About a month after Bill de Blasio personally led a police raid on a Hasidic rabbi’s funeral in Brooklyn, which he portrayed as an intolerable threat in the era of COVID-19, New York’s mayor visited the same borough to address a tightly packed crowd of protesters who had gathered in response to George Floyd’s death. Far from ordering them to disperse in the name of public health, the unmasked mayor enthusiastically expressed solidarity with the demonstrators.
The contrast between de Blasio’s anger at Jewish mourners and his solicitude toward political protesters figures prominently in last Friday’s decision by a federal judge who deemed New York’s pandemic-inspired restrictions on religious gatherings unconstitutional. The ruling, which said COVID-19 control measures violate the First Amendment’s guarantee of religious freedom when they draw arbitrary distinctions between religious and secular conduct, is a warning to politicians across the country as they loosen the sweeping restrictions they imposed in the name of flattening the curve.
“Something absolutely unacceptable happened in Williamsburg tonite,” de Blasio tweeted the day of the funeral raid. “When I heard, I went there myself to ensure the crowd was dispersed.

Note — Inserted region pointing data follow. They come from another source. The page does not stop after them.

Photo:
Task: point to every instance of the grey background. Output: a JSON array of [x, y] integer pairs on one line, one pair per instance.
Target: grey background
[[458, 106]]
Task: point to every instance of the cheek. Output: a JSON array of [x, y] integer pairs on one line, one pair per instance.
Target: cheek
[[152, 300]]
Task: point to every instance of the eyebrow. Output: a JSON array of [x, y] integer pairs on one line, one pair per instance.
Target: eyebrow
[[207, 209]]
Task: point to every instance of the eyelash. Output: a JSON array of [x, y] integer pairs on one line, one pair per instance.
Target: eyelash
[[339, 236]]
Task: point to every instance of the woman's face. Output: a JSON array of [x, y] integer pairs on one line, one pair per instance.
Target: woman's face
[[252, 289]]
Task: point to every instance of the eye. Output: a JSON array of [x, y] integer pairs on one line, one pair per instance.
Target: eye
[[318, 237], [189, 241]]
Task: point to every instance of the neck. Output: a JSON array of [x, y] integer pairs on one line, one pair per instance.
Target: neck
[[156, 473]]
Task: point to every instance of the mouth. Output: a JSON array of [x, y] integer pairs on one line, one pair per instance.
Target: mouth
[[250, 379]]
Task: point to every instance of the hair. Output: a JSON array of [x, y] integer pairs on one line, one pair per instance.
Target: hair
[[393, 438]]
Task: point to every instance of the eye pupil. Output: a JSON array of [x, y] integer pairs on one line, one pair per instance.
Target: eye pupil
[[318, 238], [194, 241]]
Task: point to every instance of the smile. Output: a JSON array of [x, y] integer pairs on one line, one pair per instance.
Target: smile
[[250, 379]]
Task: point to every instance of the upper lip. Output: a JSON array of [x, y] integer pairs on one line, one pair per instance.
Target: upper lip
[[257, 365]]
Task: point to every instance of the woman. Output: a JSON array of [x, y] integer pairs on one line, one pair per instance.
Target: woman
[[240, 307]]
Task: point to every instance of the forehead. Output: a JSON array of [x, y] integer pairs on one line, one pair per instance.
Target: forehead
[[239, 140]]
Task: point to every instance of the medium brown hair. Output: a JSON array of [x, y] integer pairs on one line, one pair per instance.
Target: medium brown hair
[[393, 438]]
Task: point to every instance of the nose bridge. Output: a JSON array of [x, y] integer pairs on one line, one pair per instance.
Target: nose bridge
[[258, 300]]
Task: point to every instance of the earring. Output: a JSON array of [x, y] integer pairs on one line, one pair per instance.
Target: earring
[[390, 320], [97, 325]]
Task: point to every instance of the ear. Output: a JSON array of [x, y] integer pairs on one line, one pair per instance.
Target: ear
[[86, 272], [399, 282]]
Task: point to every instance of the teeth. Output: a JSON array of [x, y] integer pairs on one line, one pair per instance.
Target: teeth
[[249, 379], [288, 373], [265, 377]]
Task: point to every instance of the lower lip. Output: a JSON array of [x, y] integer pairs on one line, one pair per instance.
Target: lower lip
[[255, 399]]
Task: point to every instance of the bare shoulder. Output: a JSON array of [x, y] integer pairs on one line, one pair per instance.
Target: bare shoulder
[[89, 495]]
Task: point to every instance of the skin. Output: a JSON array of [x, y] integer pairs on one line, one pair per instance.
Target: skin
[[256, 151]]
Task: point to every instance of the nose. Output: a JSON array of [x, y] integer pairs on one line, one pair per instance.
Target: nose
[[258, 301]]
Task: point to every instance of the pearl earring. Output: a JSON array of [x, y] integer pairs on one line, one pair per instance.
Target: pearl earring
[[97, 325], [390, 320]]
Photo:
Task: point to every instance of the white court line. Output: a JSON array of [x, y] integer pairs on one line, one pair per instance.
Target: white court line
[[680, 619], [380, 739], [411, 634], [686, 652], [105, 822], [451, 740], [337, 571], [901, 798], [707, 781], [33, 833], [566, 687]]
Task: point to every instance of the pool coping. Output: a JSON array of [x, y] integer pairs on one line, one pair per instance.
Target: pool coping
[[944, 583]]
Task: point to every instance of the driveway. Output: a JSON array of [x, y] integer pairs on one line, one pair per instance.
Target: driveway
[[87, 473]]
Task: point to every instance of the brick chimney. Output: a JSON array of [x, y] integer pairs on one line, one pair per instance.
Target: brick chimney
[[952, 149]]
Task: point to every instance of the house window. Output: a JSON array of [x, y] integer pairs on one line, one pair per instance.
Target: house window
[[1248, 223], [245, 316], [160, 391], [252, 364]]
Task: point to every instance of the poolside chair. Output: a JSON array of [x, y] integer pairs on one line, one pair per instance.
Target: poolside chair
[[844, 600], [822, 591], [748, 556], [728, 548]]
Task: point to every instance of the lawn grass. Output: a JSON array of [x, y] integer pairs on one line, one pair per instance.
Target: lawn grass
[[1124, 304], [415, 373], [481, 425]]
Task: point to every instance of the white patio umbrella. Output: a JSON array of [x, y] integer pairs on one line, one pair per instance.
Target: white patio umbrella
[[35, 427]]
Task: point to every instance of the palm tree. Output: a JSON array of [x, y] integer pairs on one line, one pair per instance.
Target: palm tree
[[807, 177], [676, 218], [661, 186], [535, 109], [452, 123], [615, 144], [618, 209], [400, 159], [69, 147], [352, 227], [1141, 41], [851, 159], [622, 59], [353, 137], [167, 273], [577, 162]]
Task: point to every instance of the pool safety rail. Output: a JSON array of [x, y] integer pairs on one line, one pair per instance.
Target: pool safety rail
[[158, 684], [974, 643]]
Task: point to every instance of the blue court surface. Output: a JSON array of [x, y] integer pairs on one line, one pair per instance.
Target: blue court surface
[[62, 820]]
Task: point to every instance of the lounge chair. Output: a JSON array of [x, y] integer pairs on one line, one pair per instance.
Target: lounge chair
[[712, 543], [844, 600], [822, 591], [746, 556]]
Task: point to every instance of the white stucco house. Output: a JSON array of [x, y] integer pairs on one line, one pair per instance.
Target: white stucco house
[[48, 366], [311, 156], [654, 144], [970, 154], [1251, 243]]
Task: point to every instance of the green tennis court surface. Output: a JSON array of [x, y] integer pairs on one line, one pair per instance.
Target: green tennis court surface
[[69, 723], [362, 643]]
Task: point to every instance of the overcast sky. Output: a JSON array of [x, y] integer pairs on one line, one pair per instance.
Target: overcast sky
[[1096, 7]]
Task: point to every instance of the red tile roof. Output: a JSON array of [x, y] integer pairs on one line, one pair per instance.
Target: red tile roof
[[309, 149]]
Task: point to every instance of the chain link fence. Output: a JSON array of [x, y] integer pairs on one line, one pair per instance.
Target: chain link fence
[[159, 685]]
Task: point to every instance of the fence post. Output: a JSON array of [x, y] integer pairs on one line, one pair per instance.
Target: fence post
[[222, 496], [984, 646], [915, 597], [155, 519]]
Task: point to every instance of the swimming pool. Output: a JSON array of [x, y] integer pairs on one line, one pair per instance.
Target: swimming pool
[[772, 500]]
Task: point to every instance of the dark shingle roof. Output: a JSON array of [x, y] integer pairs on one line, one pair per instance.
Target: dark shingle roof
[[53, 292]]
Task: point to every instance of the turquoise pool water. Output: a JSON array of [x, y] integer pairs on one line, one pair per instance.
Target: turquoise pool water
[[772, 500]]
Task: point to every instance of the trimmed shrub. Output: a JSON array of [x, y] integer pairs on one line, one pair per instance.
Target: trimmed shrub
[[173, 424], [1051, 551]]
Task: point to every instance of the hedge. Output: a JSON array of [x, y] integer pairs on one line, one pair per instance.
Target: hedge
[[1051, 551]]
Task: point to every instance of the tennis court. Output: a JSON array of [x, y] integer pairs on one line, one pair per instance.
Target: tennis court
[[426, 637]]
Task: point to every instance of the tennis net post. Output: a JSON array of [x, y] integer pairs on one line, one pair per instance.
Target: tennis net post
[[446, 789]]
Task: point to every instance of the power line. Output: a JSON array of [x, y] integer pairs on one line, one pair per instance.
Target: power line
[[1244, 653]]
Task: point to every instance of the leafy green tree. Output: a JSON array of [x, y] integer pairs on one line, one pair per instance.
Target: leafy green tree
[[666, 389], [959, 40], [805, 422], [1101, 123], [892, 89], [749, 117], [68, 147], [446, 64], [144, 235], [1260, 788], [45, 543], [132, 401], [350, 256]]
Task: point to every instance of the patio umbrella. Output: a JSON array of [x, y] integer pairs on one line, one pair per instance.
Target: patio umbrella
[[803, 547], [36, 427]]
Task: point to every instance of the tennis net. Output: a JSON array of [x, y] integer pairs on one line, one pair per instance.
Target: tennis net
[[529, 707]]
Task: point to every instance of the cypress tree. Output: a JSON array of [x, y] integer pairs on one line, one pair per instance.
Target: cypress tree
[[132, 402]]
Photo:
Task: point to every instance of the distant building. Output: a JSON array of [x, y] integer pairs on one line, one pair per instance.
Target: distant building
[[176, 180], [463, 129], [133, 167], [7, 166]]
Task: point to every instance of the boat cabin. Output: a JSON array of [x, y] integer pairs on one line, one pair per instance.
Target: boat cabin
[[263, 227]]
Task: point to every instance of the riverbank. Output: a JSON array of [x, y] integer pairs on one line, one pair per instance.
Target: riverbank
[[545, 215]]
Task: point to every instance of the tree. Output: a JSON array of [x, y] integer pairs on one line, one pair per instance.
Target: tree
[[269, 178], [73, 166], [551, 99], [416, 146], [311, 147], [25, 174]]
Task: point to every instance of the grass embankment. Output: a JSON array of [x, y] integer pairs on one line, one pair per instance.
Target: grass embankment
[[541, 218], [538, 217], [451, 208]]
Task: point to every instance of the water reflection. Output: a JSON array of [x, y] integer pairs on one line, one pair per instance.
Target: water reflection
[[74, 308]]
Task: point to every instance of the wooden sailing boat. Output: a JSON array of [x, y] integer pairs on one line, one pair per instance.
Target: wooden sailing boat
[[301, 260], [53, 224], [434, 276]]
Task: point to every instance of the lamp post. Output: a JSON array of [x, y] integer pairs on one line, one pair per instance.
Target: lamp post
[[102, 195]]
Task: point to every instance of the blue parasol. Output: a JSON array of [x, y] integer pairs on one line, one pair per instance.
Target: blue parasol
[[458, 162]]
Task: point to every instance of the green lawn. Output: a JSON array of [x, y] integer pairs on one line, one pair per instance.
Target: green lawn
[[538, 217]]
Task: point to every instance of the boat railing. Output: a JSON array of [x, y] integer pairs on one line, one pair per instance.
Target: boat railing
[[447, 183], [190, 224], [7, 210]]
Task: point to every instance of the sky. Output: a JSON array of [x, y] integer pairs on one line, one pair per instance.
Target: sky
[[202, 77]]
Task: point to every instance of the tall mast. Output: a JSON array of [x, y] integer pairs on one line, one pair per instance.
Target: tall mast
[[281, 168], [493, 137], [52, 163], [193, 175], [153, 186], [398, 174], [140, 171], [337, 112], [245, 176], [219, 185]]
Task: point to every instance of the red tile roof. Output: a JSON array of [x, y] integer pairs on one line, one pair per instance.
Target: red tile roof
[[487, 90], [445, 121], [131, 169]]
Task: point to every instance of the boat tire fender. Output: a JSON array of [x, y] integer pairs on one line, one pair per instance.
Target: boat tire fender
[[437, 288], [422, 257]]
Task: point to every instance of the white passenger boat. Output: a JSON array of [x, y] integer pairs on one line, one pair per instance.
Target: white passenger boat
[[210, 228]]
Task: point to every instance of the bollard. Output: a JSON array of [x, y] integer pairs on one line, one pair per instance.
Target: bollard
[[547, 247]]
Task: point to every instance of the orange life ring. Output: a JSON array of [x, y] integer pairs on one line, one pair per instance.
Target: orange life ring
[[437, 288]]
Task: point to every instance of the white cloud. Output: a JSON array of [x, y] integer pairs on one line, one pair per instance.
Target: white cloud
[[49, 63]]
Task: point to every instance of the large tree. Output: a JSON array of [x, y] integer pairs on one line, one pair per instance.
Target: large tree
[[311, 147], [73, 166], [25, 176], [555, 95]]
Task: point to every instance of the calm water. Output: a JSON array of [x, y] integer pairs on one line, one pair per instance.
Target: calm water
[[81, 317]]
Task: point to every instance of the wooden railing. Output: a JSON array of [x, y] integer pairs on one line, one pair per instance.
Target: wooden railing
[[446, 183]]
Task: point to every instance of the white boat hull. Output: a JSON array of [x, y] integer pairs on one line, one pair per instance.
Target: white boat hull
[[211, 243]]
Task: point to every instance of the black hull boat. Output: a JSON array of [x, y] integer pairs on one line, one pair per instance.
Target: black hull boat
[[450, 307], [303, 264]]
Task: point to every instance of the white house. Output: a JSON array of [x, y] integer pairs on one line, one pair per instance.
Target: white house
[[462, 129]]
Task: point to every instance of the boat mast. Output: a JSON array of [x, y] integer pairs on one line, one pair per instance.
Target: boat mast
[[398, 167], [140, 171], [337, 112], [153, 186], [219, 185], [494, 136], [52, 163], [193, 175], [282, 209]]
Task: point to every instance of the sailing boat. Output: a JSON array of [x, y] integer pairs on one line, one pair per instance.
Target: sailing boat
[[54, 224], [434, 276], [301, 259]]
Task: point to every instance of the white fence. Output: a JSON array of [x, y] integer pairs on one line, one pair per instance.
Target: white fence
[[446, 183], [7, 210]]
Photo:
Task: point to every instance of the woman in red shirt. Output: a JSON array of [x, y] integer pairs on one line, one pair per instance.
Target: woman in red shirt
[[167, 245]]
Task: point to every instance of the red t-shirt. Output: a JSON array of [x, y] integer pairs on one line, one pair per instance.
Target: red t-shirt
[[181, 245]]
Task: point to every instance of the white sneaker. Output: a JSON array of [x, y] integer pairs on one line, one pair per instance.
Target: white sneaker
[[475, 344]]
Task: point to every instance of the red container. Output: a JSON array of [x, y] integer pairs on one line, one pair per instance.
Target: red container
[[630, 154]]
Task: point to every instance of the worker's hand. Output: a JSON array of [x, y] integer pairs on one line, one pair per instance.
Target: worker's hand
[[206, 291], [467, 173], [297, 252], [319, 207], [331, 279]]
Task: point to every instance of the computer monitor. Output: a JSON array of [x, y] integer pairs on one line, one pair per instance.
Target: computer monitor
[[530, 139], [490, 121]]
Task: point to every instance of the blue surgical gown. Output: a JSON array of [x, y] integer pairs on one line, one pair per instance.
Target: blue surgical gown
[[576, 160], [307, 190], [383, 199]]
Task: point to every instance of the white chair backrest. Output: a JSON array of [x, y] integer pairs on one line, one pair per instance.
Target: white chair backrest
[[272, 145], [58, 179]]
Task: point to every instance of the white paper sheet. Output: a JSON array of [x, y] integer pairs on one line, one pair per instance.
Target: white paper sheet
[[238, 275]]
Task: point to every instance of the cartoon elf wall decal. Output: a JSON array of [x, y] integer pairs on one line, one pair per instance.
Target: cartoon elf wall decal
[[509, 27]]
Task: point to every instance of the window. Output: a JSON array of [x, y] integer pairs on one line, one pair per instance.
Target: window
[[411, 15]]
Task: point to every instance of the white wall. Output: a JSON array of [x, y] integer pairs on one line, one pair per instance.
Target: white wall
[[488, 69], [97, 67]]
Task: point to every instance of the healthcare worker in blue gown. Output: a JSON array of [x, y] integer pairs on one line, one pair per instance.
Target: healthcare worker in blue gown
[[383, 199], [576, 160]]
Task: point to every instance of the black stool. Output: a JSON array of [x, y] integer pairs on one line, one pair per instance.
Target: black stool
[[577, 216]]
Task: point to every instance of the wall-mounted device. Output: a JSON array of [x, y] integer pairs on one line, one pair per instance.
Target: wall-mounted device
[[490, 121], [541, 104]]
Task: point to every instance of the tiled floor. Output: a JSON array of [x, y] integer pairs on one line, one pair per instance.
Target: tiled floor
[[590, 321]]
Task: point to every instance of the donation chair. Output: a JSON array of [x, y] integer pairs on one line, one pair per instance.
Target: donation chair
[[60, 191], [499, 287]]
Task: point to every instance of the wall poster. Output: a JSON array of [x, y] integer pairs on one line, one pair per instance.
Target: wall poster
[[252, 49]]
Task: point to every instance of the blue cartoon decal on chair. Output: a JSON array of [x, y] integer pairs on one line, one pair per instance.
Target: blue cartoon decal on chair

And what I saw WILL NOT be tolerated so long as we are fighting the Coronavirus.”
De Blasio added: “My message to the Jewish community, and all communities, is this simple: the time for warnings has passed. I have instructed the NYPD to proceed immediately to summons or even arrest those who gather in large groups. This is about stopping this disease and saving lives. Period.”
But that period turned out to be a comma, followed by an exception for large outdoor gatherings promoting a cause that appealed to the mayor’s progressive instincts. As U.S. District Judge Gary Sharpe noted when he issued an injunction against New York’s limits on religious services, both de Blasio and Gov. Andrew Cuomo actively encouraged the recent protests against police brutality.
Sharpe agreed with the plaintiffs—two Roman Catholic priests from upstate New York and three Orthodox Jews from Brooklyn—that de Blasio and Cuomo had created a de facto distinction between religious and political gatherings. He also noted explicit restrictions on religious activities that did not apply to secular activities posing similar risks of virus transmission.
The rules limited attendance at indoor church and synagogue services to 25 percent of capacity while allowing various businesses, including stores, offices, salons, and restaurants, to operate at 50 percent of capacity and imposing no limit on special educational services. The state “specifically authorized outdoor, in-person graduation ceremonies of no more than 150 people” while imposing a 25-person limit on outdoor religious gatherings, including masses, funerals, and weddings.
The Supreme Court has said neutral, generally applicable laws that happen to restrict religious activities are consistent with the First Amendment. But it also has said laws that impose special burdens on religious activities are subject to strict scrutiny, meaning they are unconstitutional unless they are narrowly tailored to achieve a compelling government interest.
Sharpe concluded that New York’s rules were not generally applicable and could not pass the strict-scrutiny test. While that analysis seems straightforward, federal appeals courts have split on the question of whether state restrictions on religious services are neutral and generally applicable.
Last month, when the Supreme Court declined to issue an injunction against California’s restrictions, Chief Justice John Roberts dismissed the idea that the state was discriminating against houses of worship by applying special rules to them—a position that mystified the four dissenters. When churches, synagogues, mosques, and temples are prepared to follow the same social distancing and hygiene rules that apply to other settings where people gather for extended periods of time, they thought, there is no rational basis for treating them differently.
Courts are understandably reluctant to second-guess state and local decisions about how best to deal with a contagious and potentially deadly disease. But this is one of the areas where the Constitution requires a less deferential approach.